Two cards are drawn from a deck of 52 cards without replacement. what is the probability of getting both cards black or getting one card queen and the other king?
Answers
let b be the event that we get both black cards
n( b)= 26
thus p(b)= 26÷52=1 upon 2
let a be the even that we get one queen and one King
thus n(a) = 16
p(a)=16÷52= 8/26 = 4/13
Given: Two cards are drawn from a deck of 52 cards without replacement.
To find: Probability of getting both cards black or getting one card queen and the other king
Solution: A deck of cards has 52 cards. Out of these 52 cards, 26 are black and 26 are red. There are 12 face cards- 4 queens, 4 kings and 4 jacks in a deck of 52 cards.

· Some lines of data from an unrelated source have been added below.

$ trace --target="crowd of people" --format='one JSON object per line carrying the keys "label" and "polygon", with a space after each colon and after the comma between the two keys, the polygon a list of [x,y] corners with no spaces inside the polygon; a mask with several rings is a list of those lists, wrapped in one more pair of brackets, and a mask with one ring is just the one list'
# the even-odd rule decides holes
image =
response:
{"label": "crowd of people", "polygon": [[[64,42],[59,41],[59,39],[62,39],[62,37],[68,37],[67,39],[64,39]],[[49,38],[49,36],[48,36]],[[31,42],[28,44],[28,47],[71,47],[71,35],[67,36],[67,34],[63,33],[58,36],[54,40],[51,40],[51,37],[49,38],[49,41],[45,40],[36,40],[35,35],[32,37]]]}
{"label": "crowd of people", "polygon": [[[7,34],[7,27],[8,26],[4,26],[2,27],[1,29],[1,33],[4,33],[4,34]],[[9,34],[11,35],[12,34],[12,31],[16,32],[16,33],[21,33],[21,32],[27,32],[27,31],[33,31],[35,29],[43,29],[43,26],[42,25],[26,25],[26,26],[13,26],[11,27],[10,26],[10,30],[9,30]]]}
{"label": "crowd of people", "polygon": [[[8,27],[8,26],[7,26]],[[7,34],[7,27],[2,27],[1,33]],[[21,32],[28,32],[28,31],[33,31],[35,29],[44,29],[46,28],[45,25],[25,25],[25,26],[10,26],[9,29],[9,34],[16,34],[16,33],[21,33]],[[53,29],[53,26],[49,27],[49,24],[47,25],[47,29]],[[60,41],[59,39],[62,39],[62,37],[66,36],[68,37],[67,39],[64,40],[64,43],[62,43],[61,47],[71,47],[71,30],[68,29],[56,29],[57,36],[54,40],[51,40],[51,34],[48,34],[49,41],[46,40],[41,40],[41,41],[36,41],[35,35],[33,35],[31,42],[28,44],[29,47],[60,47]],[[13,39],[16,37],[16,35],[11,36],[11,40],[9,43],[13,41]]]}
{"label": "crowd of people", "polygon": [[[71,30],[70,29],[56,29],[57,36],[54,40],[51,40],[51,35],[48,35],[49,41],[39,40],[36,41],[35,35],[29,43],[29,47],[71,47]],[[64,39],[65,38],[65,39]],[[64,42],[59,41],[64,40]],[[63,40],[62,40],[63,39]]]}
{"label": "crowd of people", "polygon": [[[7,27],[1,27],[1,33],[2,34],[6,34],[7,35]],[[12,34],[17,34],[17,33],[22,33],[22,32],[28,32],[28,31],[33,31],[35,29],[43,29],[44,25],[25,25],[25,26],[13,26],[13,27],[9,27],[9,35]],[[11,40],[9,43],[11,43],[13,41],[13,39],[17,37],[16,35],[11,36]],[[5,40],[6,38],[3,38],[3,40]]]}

Probability of getting both cards black
Since there are 26 black cards, probability of getting black card in first draw
= Number of black cards/ Total cards
= 26/52
= 1/2
= 0.5
Now, the card is not replaced with another card. Therefore, number of cards= 51 and number of black cards= 25
Probability of getting black card in second draw
= Number of black cards/ Total cards
= 25/51
Probability of getting both cards black
= Probability of getting black in first draw× Probability of getting black card in draw
= 0.5 × 25/51
= 25/102
Probability of getting one card queen and the other card king
There are two cases here:
a- first drawn card is king and second drawn card is queen
Probability of getting a king in first draw
= Number of kings/ Total cards
= 4/52
= 1/13
Since the card is not replaced, total cards now= 51
Probability of getting queen in second draw
= Number of queens / Total cards
= 4/51
Probability of getting a king in first draw and queen in second draw
= 1/13 × 4/51
= 4/663
b- first drawn card is queen and second drawn card is king
Probability of getting a queen in first draw
= Number of queens/ Total cards
= 4/52
= 1/13
Since the card is not replaced, total cards now= 51
Probability of getting king in second draw
= Number of kings / Total cards
= 4/51
Probability of getting a queen in first draw and king in second draw
= 1/13 × 4/51
= 4/663
Therefore, probability of getting a queen and a king
= Probability of getting a king in first draw and queen in second draw + Probability of getting a queen in first draw and king in second draw
= 4/663 + 4/663
= 8/663
Therefore, probability of getting both cards black or getting one card queen and the other king
= probability of getting both cards black + probability of getting one card queen and the other king
= 25/ 102 + 8/663
= 0.245 + 0.012
= 0.257
Therefore, probability of getting both cards black or getting one card queen and the other king is 0.257.